Novel viral delivery systems for genetic engineering of fish cells

The use of viral delivery systems as a tool for foreign gene expression has provided an invaluable resource in a variety of mammalian species. However, although highly efficient in mammals, this tool is not well established in other vertebrate. To this end, we are developing effective viral systems in fish cells, using a wide range of species with commercial value including Carp, Tilapia and Fathead minnow. Additionally, we have developed cell-lines from species with scientific value, such as the turquoise killifish. The Killifish is the shortest-lived vertebrate in captivity, thus providing a unique platform to investigate genetic manipulations in-vivo at an extraordinary speed. We first set up to develop efficient protocols for lentivirus concentration. Importantly, Lentiviruses stably integrate into the host genome, thus enabling long term transgene expression.
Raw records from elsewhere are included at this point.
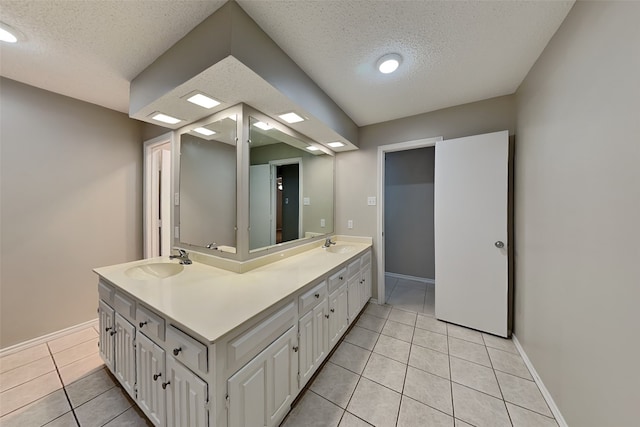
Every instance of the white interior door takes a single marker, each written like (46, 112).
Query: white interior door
(471, 262)
(260, 206)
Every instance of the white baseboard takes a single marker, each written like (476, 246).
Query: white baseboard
(545, 393)
(413, 278)
(45, 338)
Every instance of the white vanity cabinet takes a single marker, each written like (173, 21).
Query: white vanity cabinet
(125, 354)
(313, 329)
(359, 284)
(151, 374)
(260, 394)
(161, 375)
(247, 376)
(186, 396)
(105, 339)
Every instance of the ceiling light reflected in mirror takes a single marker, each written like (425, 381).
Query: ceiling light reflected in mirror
(203, 100)
(263, 125)
(164, 118)
(389, 63)
(291, 117)
(204, 131)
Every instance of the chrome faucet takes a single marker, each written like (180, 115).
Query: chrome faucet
(183, 256)
(328, 243)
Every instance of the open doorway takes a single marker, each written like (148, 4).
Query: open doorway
(404, 172)
(409, 223)
(157, 196)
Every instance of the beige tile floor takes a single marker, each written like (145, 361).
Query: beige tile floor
(410, 295)
(396, 367)
(399, 368)
(63, 383)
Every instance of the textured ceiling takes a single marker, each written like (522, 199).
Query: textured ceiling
(454, 52)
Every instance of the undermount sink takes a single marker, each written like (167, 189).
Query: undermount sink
(158, 270)
(340, 249)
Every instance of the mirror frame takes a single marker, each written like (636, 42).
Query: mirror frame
(242, 112)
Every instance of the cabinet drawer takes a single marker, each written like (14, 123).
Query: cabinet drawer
(353, 268)
(365, 260)
(187, 349)
(150, 323)
(247, 345)
(125, 306)
(106, 292)
(337, 279)
(311, 298)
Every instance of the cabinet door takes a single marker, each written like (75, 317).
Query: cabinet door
(107, 331)
(186, 396)
(305, 346)
(260, 394)
(338, 315)
(320, 333)
(366, 284)
(125, 354)
(151, 374)
(355, 300)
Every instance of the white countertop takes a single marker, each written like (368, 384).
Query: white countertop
(211, 302)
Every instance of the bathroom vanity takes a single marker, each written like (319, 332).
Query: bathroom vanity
(196, 345)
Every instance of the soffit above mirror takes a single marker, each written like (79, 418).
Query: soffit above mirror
(229, 58)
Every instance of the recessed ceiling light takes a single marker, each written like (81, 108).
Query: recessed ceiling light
(389, 63)
(8, 34)
(204, 131)
(291, 117)
(165, 118)
(203, 100)
(262, 125)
Using our improved protocols and a lentivirus carrying a GFP reporter, we were able to demonstrate increased infection in several cell lines of killifish, Tilapia, and Fathead Minnow (up to ~ 50%, verified by FACS). Next, in order to increase the viral payload, we turned to baculoviruses, that can deliver large DNA segments into cells (without stable genomic integration). Our preliminary findings demonstrate successful infection efficiency of ~20%. Currently we are engineering viruses with wider host adaptation, which will allow us to expand this toolbox for non-mammalian vertebrates. Our findings will provide an excellent platform for many future applications, including in-vivo genome editing and CRISPR/Cas9 screens for elucidating fish-specific adaptations.